Improving fatigue property of Zr-Ni-Al metallic glass by tailoring chemical composition with high structure stability

Improving the tolerance to fatigue damage for bulk metallic glass (BMG) is of vital importance for its industrial applications during long-term mechanical service. In this work, the composition dependence of structure stability against thermal and mechanical stimuli are studied with Zr-Ni-Al BMGs from the perspective of atomic topo-logical packing and chemical affinity. Large atomic size disparity and strong interactions between component elements facilitate the stability of glass structure, which impart BMGs with relatively higher glass transition temperature and yield strength.

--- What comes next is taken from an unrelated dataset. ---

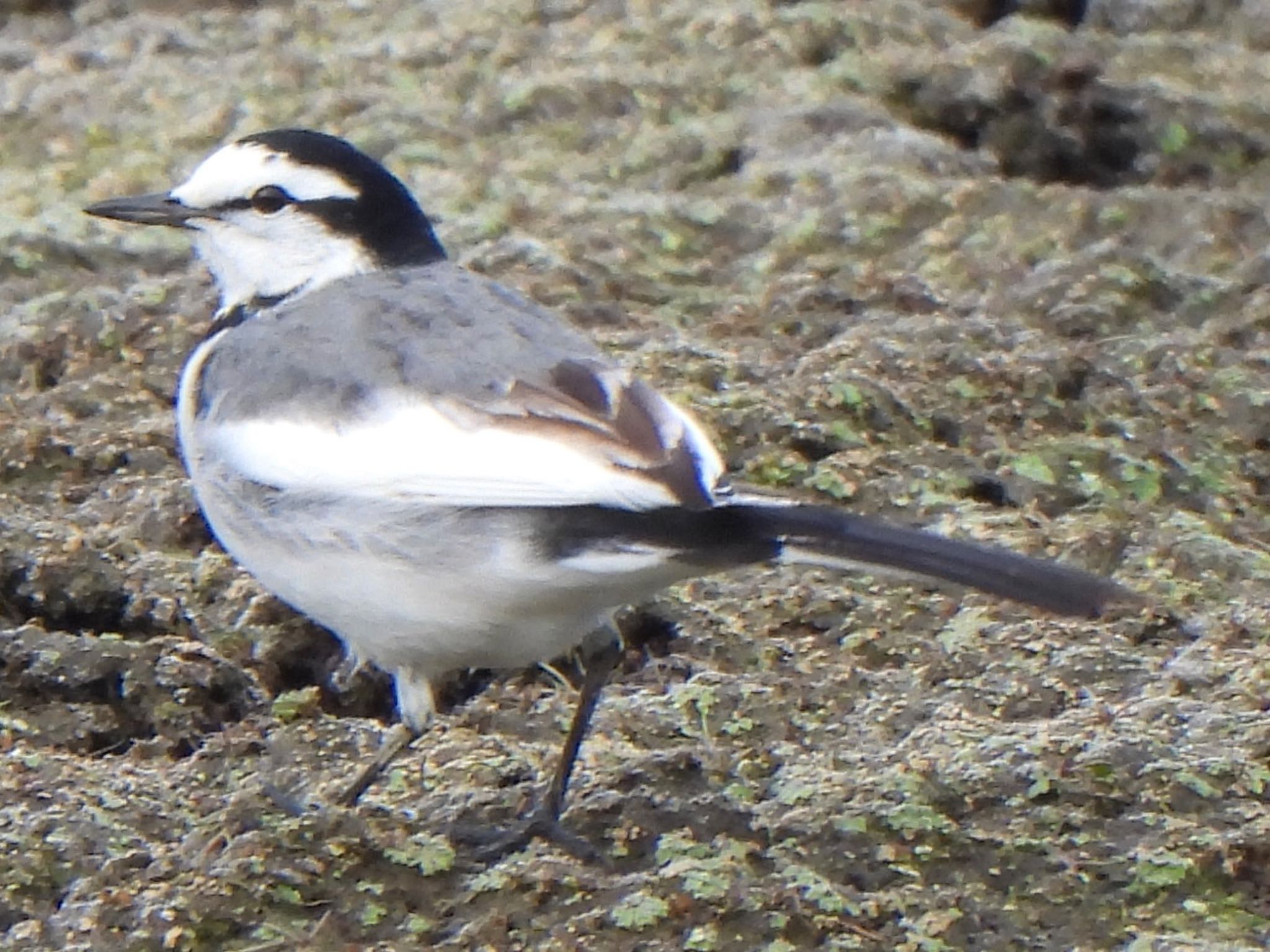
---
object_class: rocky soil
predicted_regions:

Fatigue failure of BMG initiates from the accumulation of inelastic shear transformation events on the sample surface under cyclic loading. The fatigue endurance limit of Zr-Ni-Al BMG is effectively improved by tailoring the chemical composition with increased structure stability, which is char-acterized by high mismatch entropy and mixing enthalpy. Aluminum plays a role in enhancing the fatigue tolerance of Zr-Ni-Al BMGs, which presumably arises from the covalent-like bond character of aluminum that promotes the formation of rigid atomic packing motifs with great resistance to shear rearrangement, and consequently mitigates the fatigue crack initiation process.